Tuesday, March 5, 2019

Citizen Science Program needs your help observing the weather!



Do you ever wonder how much rainfall you received from a recent thunderstorm?  If so, an important volunteer weather-observing program needs your help!  The Community Collaborative Rain, Hail, and Snow network, or CoCoRaHS, is looking for new volunteers across Florida.  The grassroots effort is part of a growing national network of home-based and amateur observers that has the goal of providing a high-density precipitation network that supplements existing observations.

CoCoRaHS came about as a result of a devastating flash flood that hit Fort Collins, Colorado, in July 1997, which showed the need for more local-scale precipitation observing.  In the years after, the network expanded, arriving in Florida in 2007.  Through CoCoRaHS, thousands of volunteers, young and old, document the size, intensity, duration and patterns of rain, hail, and snow by taking simple measurements in their own backyards.  CoCoRaHS observations proved essential for documenting Hurricane Michael rainfall in 2018.  
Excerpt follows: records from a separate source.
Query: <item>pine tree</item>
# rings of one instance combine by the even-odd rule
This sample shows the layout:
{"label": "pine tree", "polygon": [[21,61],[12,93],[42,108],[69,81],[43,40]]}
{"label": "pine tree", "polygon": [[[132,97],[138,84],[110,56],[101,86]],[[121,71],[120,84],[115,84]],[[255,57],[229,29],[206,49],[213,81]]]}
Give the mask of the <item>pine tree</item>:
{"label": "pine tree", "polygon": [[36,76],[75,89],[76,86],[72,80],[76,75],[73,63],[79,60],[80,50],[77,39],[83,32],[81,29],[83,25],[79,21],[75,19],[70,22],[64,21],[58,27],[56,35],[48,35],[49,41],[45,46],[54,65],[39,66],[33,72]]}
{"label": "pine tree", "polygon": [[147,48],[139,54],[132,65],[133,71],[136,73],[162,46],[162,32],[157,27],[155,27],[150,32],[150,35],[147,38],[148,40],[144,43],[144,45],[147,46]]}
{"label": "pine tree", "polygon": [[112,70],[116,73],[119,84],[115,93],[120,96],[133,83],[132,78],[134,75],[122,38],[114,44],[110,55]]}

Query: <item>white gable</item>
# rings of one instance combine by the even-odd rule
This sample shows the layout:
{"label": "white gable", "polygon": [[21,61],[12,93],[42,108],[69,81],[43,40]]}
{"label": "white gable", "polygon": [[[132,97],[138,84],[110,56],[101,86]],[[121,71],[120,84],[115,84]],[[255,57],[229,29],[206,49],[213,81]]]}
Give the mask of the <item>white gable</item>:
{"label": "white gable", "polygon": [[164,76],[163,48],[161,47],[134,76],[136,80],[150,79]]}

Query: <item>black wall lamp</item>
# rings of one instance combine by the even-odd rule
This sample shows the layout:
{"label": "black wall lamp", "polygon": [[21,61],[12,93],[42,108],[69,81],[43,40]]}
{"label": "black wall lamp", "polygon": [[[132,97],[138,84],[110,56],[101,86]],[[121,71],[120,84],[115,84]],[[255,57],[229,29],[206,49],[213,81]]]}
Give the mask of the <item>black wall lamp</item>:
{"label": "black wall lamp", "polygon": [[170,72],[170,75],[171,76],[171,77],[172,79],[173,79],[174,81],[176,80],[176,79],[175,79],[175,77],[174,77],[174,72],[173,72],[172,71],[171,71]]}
To join the network, volunteers sign up on the CoCoRaHS Web site,  http://www.cocorahs.org.  On the Web site, they also can purchase the required inexpensive 4-inch plastic rain gauge and take a simple training module.  They also use the Web site to submit their reports.  Observations are immediately available on maps and reports viewable by anyone with an Internet connection.  The process takes only five minutes a day, providing accurate measurements that supplement existing networks and provide useful results to scientists, resource managers, decision makers, and other users.

“Florida has extremely variable rainfall over short distances, especially during the summer wet season”, said Danny Brouillette, a climatologist with the Florida Climate Center (a unit of Florida State University) and a Florida coordinator for CoCoRaHS.  “Data gathered from CoCoRaHS volunteers are very important in better understanding local weather and climate patterns.”

“We are in need of new observers across the entire state.  We would like to emphasize rural locations and areas near the coast,” added Brouillette.